On Thursday independent RockRose Energy said it was buying Dana Petroleum's 20.43% stake in another nearby project, Arran. However RockRose said it would not take over Dana's role as operator, and a source close to the deal said the new operator would be Shell, which holds 24%.

Shell has said it expects Shearwater to be producing around 17,000 b/d of condensate in 2022 with the inclusion of Fram, plus another producing field, Starling.

RockRose said the formal development plan for Arran would be filed next month, which should add to volumes transported through Shearwater; Arran is set to produce around 7,000 b/d of condensate and 3 MMcf/d of gas around 2021, according to Dana's environmental statement.

Waiting in the wings is the Columbus project, being developed by independent Serica Energy, which submitted its development plan in June. The plan involves linking Columbus to the new pipeline to be built from Arran to Shearwater, with production expected to peak at 40 MMcf/d of gas plus 1,500 b/d of condensate and natural gas liquids.

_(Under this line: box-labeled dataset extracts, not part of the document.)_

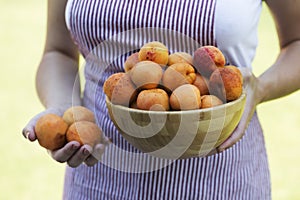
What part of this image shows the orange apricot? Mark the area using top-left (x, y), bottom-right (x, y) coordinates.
top-left (103, 72), bottom-right (136, 107)
top-left (209, 68), bottom-right (243, 102)
top-left (129, 61), bottom-right (163, 89)
top-left (136, 88), bottom-right (169, 111)
top-left (170, 84), bottom-right (201, 110)
top-left (193, 73), bottom-right (209, 95)
top-left (193, 46), bottom-right (225, 77)
top-left (162, 63), bottom-right (196, 91)
top-left (168, 52), bottom-right (193, 66)
top-left (138, 41), bottom-right (169, 66)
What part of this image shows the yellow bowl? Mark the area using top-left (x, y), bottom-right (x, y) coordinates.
top-left (106, 93), bottom-right (246, 159)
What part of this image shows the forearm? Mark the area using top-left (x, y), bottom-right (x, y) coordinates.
top-left (36, 51), bottom-right (81, 108)
top-left (258, 41), bottom-right (300, 102)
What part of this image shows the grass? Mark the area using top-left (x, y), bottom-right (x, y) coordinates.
top-left (0, 0), bottom-right (300, 200)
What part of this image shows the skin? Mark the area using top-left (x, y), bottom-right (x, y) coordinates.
top-left (23, 0), bottom-right (109, 167)
top-left (218, 0), bottom-right (300, 152)
top-left (23, 0), bottom-right (300, 164)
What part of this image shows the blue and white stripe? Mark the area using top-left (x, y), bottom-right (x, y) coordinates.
top-left (64, 0), bottom-right (270, 200)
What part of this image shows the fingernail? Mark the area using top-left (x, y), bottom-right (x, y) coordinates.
top-left (72, 144), bottom-right (79, 150)
top-left (25, 131), bottom-right (30, 139)
top-left (83, 149), bottom-right (91, 156)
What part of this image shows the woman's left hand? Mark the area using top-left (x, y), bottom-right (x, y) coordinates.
top-left (217, 68), bottom-right (261, 152)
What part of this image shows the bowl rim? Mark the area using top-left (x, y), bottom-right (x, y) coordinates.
top-left (105, 91), bottom-right (246, 115)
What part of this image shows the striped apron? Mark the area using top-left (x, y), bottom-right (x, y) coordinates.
top-left (63, 0), bottom-right (271, 200)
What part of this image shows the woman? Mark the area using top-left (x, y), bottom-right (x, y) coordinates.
top-left (23, 0), bottom-right (300, 199)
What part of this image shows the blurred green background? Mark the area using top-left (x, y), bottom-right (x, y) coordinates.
top-left (0, 0), bottom-right (300, 200)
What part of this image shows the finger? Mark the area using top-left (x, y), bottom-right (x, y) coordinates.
top-left (68, 145), bottom-right (93, 167)
top-left (51, 141), bottom-right (80, 163)
top-left (84, 144), bottom-right (105, 166)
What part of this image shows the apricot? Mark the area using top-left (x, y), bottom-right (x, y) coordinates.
top-left (63, 106), bottom-right (96, 125)
top-left (162, 63), bottom-right (196, 91)
top-left (136, 88), bottom-right (169, 111)
top-left (209, 67), bottom-right (243, 102)
top-left (139, 41), bottom-right (169, 66)
top-left (35, 114), bottom-right (68, 150)
top-left (193, 46), bottom-right (226, 77)
top-left (193, 73), bottom-right (209, 95)
top-left (66, 121), bottom-right (102, 147)
top-left (201, 95), bottom-right (223, 108)
top-left (170, 84), bottom-right (201, 110)
top-left (168, 52), bottom-right (193, 66)
top-left (124, 52), bottom-right (139, 72)
top-left (225, 65), bottom-right (244, 83)
top-left (129, 61), bottom-right (163, 89)
top-left (103, 72), bottom-right (136, 107)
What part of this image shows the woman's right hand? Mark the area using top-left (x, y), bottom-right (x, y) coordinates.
top-left (22, 108), bottom-right (110, 167)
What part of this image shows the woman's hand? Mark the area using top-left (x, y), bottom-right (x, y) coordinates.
top-left (218, 68), bottom-right (262, 152)
top-left (22, 108), bottom-right (110, 167)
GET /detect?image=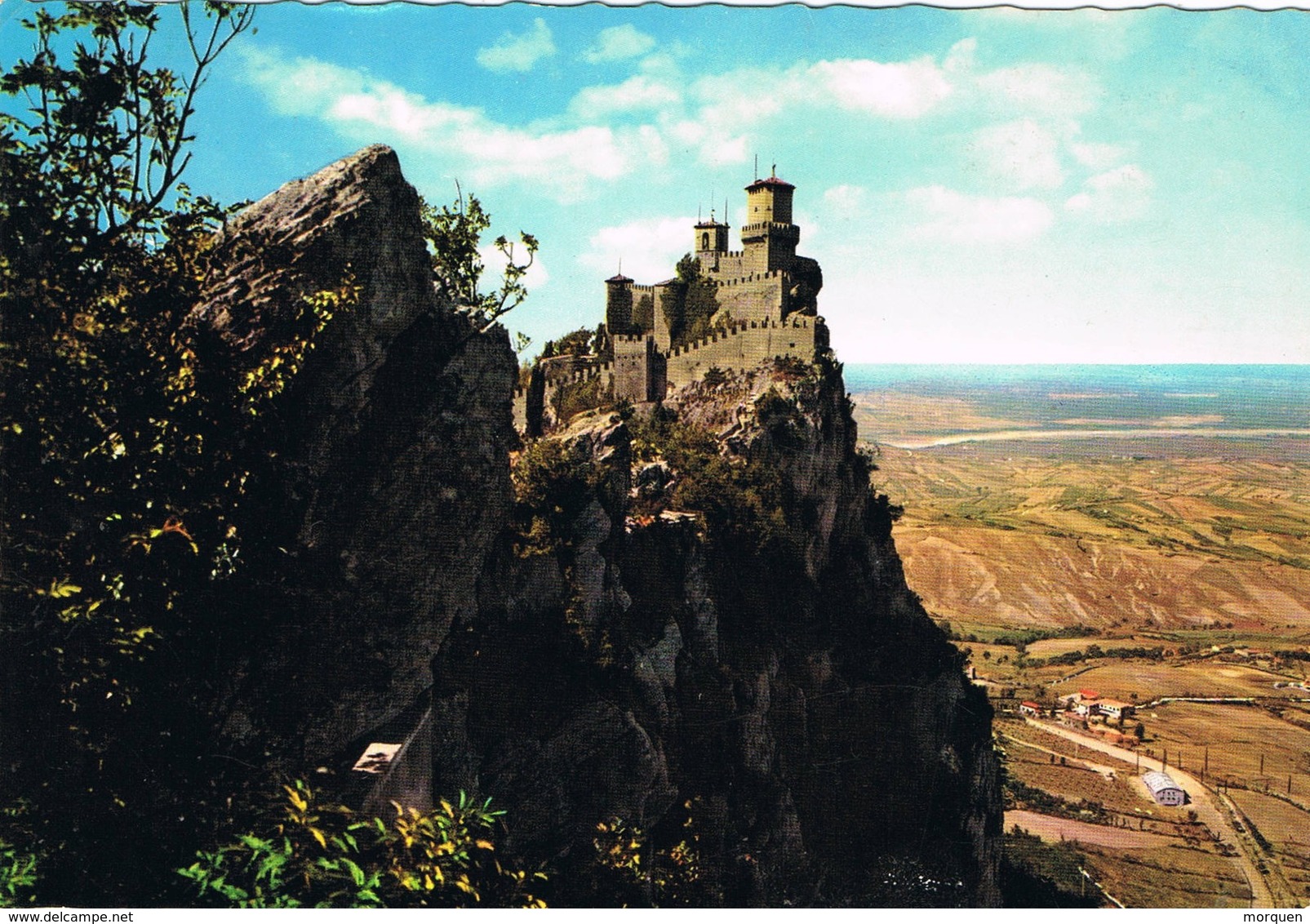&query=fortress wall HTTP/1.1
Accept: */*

[710,251,751,279]
[511,388,528,433]
[667,318,821,388]
[714,270,784,320]
[612,334,654,402]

Shell declined to comment on its expected switch to become operator of Arran. However the move conforms with expectations that Shell aims to revamp Shearwater thanks to cost reductions, and despite a general exodus from the North Sea by the majors.

The high-pressure, high-temperature Shearwater field had to be shut in 2012 until 2015 due to well integrity issues unearthed following a gas leak at Total's nearby Elgin-Franklin complex.

Shell continues to rely for most of its UK production on the less developed West of Shetland area: principally the Schiehallion field, in which it holds a 45% stake, and the Clair field, which is undergoing a redevelopment and is due on stream at year-end, with Shell holding a 28% stake.